Hellas alla Jack Nicholson: prove tecniche di fiducia estiva

Matteo Fontana

Jack Nicholson resta uno dei più grandi attori hollywoodiani. Indimenticabile nelle interpretazioni di “Shining”, di “Easy Rider”, o “Il postino suona sempre due volte". Meraviglioso in “Qualcuno volò sul nido del cuculo”, mitico in “The Departed”. Ma, dovendo citare un suo film per raccontare i primi approcci con questo Verona, viene in mente un altro film: “Qualcosa è cambiato”. E non soltanto per il titolo in sé, che è già eloquentemente parlante, ma per la storia che narra la pellicola.

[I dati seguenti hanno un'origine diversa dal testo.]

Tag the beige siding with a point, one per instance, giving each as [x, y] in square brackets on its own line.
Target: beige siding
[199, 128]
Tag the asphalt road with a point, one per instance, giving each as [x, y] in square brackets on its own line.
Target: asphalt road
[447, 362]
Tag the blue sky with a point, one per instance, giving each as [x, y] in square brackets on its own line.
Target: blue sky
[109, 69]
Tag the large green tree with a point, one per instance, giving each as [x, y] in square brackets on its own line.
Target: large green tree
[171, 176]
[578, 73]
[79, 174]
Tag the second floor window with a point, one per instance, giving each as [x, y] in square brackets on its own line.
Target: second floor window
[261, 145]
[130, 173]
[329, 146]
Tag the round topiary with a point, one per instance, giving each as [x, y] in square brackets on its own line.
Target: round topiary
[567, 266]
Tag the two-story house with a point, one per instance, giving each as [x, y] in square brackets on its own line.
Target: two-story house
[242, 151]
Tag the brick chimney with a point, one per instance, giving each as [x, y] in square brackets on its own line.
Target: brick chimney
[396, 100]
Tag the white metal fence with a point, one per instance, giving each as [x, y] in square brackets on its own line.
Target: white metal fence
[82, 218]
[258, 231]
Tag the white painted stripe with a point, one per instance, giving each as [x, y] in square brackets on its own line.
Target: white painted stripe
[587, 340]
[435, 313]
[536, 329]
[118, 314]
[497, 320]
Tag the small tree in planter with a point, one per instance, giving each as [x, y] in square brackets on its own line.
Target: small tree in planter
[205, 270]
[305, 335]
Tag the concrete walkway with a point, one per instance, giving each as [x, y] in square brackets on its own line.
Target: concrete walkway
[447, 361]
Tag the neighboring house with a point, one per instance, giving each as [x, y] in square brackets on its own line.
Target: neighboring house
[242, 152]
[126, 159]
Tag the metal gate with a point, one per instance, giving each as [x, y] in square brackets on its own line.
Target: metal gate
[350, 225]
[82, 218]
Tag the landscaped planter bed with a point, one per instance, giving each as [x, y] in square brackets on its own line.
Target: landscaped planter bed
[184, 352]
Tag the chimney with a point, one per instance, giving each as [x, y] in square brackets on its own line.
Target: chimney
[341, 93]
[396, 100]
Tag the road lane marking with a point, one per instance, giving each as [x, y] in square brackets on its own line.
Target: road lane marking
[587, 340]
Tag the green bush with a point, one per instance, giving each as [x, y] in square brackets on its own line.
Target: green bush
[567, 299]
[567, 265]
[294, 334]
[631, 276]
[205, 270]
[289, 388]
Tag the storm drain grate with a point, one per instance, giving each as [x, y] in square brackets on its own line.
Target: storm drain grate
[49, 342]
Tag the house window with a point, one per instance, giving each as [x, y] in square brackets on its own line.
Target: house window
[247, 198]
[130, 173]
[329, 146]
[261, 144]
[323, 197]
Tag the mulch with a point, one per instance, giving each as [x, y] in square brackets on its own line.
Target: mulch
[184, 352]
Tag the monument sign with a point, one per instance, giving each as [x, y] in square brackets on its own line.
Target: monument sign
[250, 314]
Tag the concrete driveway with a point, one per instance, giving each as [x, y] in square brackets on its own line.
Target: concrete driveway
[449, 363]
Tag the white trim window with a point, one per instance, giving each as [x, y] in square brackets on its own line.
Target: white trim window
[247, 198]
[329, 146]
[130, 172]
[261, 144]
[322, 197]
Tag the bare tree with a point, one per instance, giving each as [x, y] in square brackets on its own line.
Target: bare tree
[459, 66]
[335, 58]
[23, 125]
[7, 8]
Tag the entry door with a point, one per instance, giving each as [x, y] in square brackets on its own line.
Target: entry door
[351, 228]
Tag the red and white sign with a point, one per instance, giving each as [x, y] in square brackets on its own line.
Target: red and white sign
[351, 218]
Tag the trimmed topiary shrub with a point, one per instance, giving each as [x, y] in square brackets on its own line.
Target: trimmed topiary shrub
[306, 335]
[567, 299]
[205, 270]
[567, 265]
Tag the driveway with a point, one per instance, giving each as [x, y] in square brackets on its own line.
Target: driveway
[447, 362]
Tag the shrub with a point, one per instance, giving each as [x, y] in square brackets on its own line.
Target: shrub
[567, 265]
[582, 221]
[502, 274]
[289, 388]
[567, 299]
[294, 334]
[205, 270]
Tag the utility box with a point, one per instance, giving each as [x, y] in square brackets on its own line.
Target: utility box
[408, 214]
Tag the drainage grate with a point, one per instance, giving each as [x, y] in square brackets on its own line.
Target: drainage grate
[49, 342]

Melvin Udall, bizzarro e misantropo scrittore di romanzi rosa, è afflitto da una sindrome, il disturbo ossessivo-compulsivo, che lo rende scorbutico, gelido, cinico, maniacale. Nel corso del film, per una serie di eventi e in seguito a diverse conoscenze, imparerà ad andare oltre i propri steccati mentali, fino a dichiarare il proprio amore per una donna, Carol.

Per molto tempo l’Hellas, prima con dei risultati che arrivavano, poi in totale assenza degli stessi, fino all’inevitabile epilogo dettato da una retrocessione imbarazzante, è stato come Udall-Nicholson: sempre uguale se stesso, ripetitivo, pauroso. Alla ricerca di “nemici” (che orribile necessità) per motivarsi. Un modo di essere logorante e che, poco per volta, ha allontanato, più che avvicinare.

La percezione di oggi è che qualcosa sia cambiato. Almeno nell’atteggiamento dei protagonisti, nel tentativo di porsi in maniera diversa. Di tentare di fare calcio senza la prosopoea che ha caratterizzato l’ambito gestionale e sportivo di questi anni. Anche vedere una maglia, la seconda, da trasferta, che somiglia a quella del Verona, e non è più una copia conforme – e neanche troppo – prodotta sulla scorta di un accordo commerciale, è incoraggiante.

Sensazioni, impressioni, suggestioni? Chiamiamole come si preferisce. Riguardando l’intervento di Maurizio Setti al canale ufficiale del club è parso di notare nel presidente la consapevolezza di aver ritrovato la rotta voluta e poi, con responsabilità innegabili, perduta.

Il campo è il grande maestro. L’estate è il tempo delle illusioni, degli amori in spiaggia con le promesse di lettere per una corrispondenza che si esaurirà entro la fine dell’autunno.

Però, per una volta, il Verona “settiano” sta provando e essere un po’ più il Verona e molto di meno un brand da vendere al miglior offerente.

Di piccoli inizi è fatto il mondo. E cercare di avere una punta di fiducia, a luglio, male non farà a nessuno.